Biliyorum birtakım süper zeki kişiler, bu kadar karamsar olma, bak Marmaray yapıldı, Boğazın altından trenle birkaç dakikada geçiliyor, havaalanları mavaalanları diyecekler. Ah şu süper zekiler!
Bazı din baronları ve avanesi durumdan gayet memnun ve mesrur.
Ümmet birliği olmasa da olur, yeter ki, kendi cemaatleri ayakta dursun. Be sersem, Ümmet olmazsa cemaat ayakta durur mu?
Allah Allah, şu Müslüman memleketin halkı niçin, bin yıldan fazla kullanılmış İslam ve Kur’an yazısıyla okuma yazma bilmiyor?
Vakit namazlarında camilerin bir kısmında boş denecek kadar az cemaat var, bir kısmının cemaati ise yeterli değil. Niçin niçin niçin? Sadece sekiz ihtiyarın namaz kıldığı şu camiye, sabah namazı kılmak için gelenlere, Brünei Sultanı Vakfı’ndan adam başına 250’şer lira verilecek diye ilan yapılsa, izdihamdan insanlar birbirini çiğnemez, ölenler olmaz, cami binası yıkılmaz mı?
Bu memleketin Müslümanlarına nasihat etmesi gerekenler, neredesiniz, çıkın zuhur ve huruç edin, öğüt verin, uyarın, aydınlatın, bilgilendirin artık!
Zemin titriyor, âsüman feryat ediyor, denizin dalgaları, bulutlar hep uyanın uyanın diye bağırıyor. Niçin duymuyoruz?
Semada bizim için yazılmış mektuplar var, niçin gözlerimizi yukarıya çevirip onları okumuyoruz?
Karga gak derken, martılar çığlık atarken, rüzgâr eserken, sular akarken, gök gürlerken, şimşek çakarken hep bize bir şeyler söylüyor ama farkında bile değiliz.
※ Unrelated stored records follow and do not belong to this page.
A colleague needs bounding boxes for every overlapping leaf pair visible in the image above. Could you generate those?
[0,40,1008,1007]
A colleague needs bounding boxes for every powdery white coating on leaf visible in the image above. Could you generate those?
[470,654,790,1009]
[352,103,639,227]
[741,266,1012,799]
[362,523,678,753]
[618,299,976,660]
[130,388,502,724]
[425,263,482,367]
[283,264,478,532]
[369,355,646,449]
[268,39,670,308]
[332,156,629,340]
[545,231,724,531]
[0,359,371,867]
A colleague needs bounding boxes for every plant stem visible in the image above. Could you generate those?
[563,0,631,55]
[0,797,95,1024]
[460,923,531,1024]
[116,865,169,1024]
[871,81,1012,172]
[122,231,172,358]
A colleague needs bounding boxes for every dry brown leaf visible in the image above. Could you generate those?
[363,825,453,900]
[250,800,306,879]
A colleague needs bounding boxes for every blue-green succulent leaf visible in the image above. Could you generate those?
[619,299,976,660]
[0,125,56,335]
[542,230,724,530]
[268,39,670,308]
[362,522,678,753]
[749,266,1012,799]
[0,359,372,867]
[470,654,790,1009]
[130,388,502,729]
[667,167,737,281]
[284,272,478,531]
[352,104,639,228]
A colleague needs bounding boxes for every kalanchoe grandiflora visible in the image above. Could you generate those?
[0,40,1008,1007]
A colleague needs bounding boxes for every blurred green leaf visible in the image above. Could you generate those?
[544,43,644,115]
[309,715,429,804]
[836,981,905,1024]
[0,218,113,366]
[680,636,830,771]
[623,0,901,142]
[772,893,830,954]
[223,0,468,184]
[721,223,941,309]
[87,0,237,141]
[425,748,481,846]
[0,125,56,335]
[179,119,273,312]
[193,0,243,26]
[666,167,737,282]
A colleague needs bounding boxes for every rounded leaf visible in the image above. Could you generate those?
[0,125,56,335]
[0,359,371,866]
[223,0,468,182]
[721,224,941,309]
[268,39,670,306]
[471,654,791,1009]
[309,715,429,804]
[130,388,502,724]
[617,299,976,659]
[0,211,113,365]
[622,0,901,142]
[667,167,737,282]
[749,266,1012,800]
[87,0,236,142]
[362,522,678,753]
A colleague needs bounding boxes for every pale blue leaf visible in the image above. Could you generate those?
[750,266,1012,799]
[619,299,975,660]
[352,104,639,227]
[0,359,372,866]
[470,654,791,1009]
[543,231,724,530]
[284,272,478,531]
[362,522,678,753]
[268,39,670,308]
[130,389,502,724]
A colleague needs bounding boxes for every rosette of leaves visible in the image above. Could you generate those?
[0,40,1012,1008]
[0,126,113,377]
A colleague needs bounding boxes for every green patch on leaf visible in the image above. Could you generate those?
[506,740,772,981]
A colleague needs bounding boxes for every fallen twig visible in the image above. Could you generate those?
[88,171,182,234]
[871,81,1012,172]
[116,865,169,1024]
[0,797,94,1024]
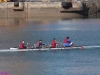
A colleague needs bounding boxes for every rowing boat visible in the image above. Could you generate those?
[0,45,100,52]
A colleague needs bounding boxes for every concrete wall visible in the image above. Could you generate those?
[0,2,82,18]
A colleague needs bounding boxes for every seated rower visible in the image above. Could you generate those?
[36,40,45,48]
[51,38,59,48]
[63,37,74,47]
[19,40,27,49]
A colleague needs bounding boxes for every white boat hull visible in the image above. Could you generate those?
[0,46,100,52]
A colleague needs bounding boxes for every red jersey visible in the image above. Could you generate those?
[19,42,24,49]
[64,39,69,43]
[51,40,56,48]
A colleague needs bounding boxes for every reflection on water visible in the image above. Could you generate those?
[0,18,100,48]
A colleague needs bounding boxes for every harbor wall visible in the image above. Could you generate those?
[0,2,82,18]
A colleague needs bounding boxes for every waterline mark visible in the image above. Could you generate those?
[0,72,9,75]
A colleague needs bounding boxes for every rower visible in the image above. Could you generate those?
[63,37,74,47]
[36,40,45,48]
[51,38,59,48]
[19,40,27,49]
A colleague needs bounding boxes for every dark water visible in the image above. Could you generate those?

Ölenlerden bile ibret almıyoruz.
Allah Kur’an’da bize öğüt veriyor.
Peygamber Sünnetiyle bize öğüt veriyor.
İslam başlı başına bir öğütler külliyatı.
Dünya öğüt diyarı.
Biz duymuyoruz, kulak asmıyoruz.
Çoğumuz öğüt istemiyor, dedikodu ve polemik istiyor.
Boş ve zararlı, hattâ öldürücü gevezelik ve zevzekliklerin bağımlısı olmuşuz.
Ey gafil! Günde beş kez okunan davetleri sen, müezzinlerin daveti mi sanıyorsun? Hayır, o davetler Allah’ın ve Resulünün davetleridir. Niçin icabet etmiyorsun?
Ah modern Endülüslüler!.. Sizi o pis nefs-i emmareleriniz, içinizdeki şeytanlar perişan ediyor da, farkında bile değilsiniz.
Ah Ayasofya açılsın diyerek feryat eden ucuz ve kolaycı mücahit!.. Her cami bir Ayasofya’dır, seher vaktinde leşler gibi uyuyacağına gidip Rahman’a secde etsene.